Problématiques autour de l’utilisation de l’IA dans le développement de jeux

L’histoire de Goonswarm et Bullet Paradise touche aussi un nerf technologique et éthique : l’utilisation croissante d’intelligences artificielles génératives dans la création de jeux vidéo.

Qu’il s’agisse de générer des textures, des visuels ou des dialogues, les IA posent de nombreuses questions : qualité artistique, respect du travail humain, transparence des processus, et éthique dans l’usage de ces outils. Dans un contexte où les artistes craignent déjà pour leur place face à l’automatisation, la moindre suspicion peut entraîner une réaction en chaîne.

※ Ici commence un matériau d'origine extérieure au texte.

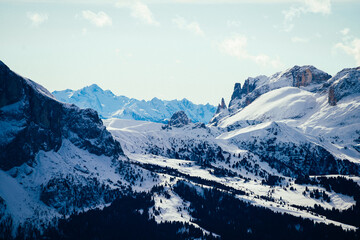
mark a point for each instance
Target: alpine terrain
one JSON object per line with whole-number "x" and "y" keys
{"x": 109, "y": 105}
{"x": 281, "y": 161}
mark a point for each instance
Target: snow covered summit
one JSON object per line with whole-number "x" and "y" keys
{"x": 108, "y": 105}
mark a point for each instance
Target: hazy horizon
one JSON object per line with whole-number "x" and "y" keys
{"x": 174, "y": 49}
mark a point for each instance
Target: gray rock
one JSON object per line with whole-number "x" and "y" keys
{"x": 35, "y": 121}
{"x": 179, "y": 119}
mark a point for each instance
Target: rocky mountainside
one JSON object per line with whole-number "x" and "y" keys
{"x": 109, "y": 105}
{"x": 33, "y": 120}
{"x": 284, "y": 164}
{"x": 305, "y": 76}
{"x": 55, "y": 158}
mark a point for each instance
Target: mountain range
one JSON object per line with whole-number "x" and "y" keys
{"x": 108, "y": 105}
{"x": 281, "y": 161}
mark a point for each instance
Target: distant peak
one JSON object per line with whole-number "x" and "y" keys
{"x": 179, "y": 119}
{"x": 94, "y": 87}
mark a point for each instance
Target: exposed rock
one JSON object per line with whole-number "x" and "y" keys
{"x": 221, "y": 111}
{"x": 306, "y": 75}
{"x": 343, "y": 84}
{"x": 221, "y": 106}
{"x": 332, "y": 100}
{"x": 179, "y": 119}
{"x": 35, "y": 121}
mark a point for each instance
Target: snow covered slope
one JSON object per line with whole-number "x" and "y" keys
{"x": 55, "y": 158}
{"x": 213, "y": 156}
{"x": 109, "y": 105}
{"x": 272, "y": 153}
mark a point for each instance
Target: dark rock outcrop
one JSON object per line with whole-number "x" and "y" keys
{"x": 33, "y": 121}
{"x": 306, "y": 75}
{"x": 221, "y": 106}
{"x": 179, "y": 119}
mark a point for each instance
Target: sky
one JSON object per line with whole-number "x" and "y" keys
{"x": 174, "y": 49}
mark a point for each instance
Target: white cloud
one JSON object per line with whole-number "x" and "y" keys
{"x": 233, "y": 23}
{"x": 299, "y": 40}
{"x": 345, "y": 31}
{"x": 237, "y": 46}
{"x": 193, "y": 27}
{"x": 99, "y": 19}
{"x": 140, "y": 11}
{"x": 37, "y": 18}
{"x": 318, "y": 6}
{"x": 351, "y": 46}
{"x": 306, "y": 6}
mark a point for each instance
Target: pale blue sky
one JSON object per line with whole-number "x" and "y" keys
{"x": 174, "y": 49}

Ce que montre l’affaire POSTAL: Bullet Paradise, c’est que le doute suffit à déclencher une tempête. Même si le studio affirme ne pas avoir utilisé d’IA, la simple perception que ce pourrait être le cas a suffi à délégitimer l’ensemble du projet.

À l’avenir, il est probable que les studios devront être encore plus transparents dans leurs méthodes de travail, voire certifier l’origine de leurs assets, pour ne pas subir le même sort que Goonswarm. Et peut-être qu’un nouveau rôle va émerger dans l’industrie : celui de « vérificateur de pipelines », pour garantir une production 100 % humaine… ou totalement assumée comme hybride.

 


En quelques mots

L’annulation de POSTAL: Bullet Paradise et la fermeture soudaine de Goonswarm Games ne sont pas qu’un fait divers de plus dans l’industrie du jeu vidéo. C’est un symptôme puissant des tensions actuelles entre innovation technologique, attentes des joueurs et communication des studios. Un projet prometteur a été désintégré en un éclair, non par une mauvaise jouabilité ou un manque d’ambition, mais à cause d’un climat de méfiance aiguë et d’une gestion de crise totalement défaillante.

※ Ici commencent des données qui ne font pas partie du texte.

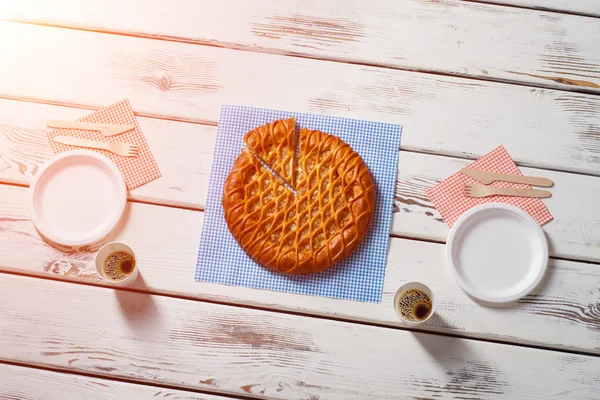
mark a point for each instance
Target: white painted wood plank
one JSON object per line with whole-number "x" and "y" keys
{"x": 562, "y": 313}
{"x": 574, "y": 232}
{"x": 584, "y": 7}
{"x": 182, "y": 150}
{"x": 245, "y": 351}
{"x": 22, "y": 383}
{"x": 184, "y": 153}
{"x": 451, "y": 116}
{"x": 449, "y": 36}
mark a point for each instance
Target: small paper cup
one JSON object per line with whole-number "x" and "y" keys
{"x": 104, "y": 252}
{"x": 408, "y": 286}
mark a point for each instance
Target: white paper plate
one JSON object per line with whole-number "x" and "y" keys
{"x": 77, "y": 198}
{"x": 497, "y": 252}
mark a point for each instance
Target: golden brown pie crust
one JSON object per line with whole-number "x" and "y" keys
{"x": 323, "y": 223}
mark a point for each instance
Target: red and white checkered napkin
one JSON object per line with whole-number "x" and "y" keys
{"x": 136, "y": 170}
{"x": 448, "y": 198}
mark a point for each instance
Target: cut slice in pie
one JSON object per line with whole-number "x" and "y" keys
{"x": 275, "y": 144}
{"x": 306, "y": 232}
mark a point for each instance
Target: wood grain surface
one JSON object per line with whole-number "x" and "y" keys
{"x": 449, "y": 36}
{"x": 21, "y": 383}
{"x": 234, "y": 350}
{"x": 563, "y": 313}
{"x": 444, "y": 115}
{"x": 184, "y": 153}
{"x": 494, "y": 74}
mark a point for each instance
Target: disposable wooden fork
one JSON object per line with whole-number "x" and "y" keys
{"x": 121, "y": 149}
{"x": 473, "y": 190}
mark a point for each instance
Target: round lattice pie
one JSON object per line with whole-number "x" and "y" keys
{"x": 320, "y": 224}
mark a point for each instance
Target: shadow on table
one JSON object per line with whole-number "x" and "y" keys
{"x": 139, "y": 310}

Cette affaire révèle combien l’image de marque, la transparence des pratiques et le respect de la communauté sont devenus cruciaux. Dans un monde où les outils IA évoluent plus vite que les normes éthiques qui les entourent, la ligne entre créativité assistée et trahison artistique devient de plus en plus floue.

Pour Running With Scissors, l’épisode laisse des traces. Pour Goonswarm Games, il s’agit d’une fin abrupte et brutale. Et pour l’ensemble de l’industrie, c’est un rappel : l’IA est un outil puissant, mais mal employée — ou mal perçue —, elle peut faire s’effondrer tout un projet.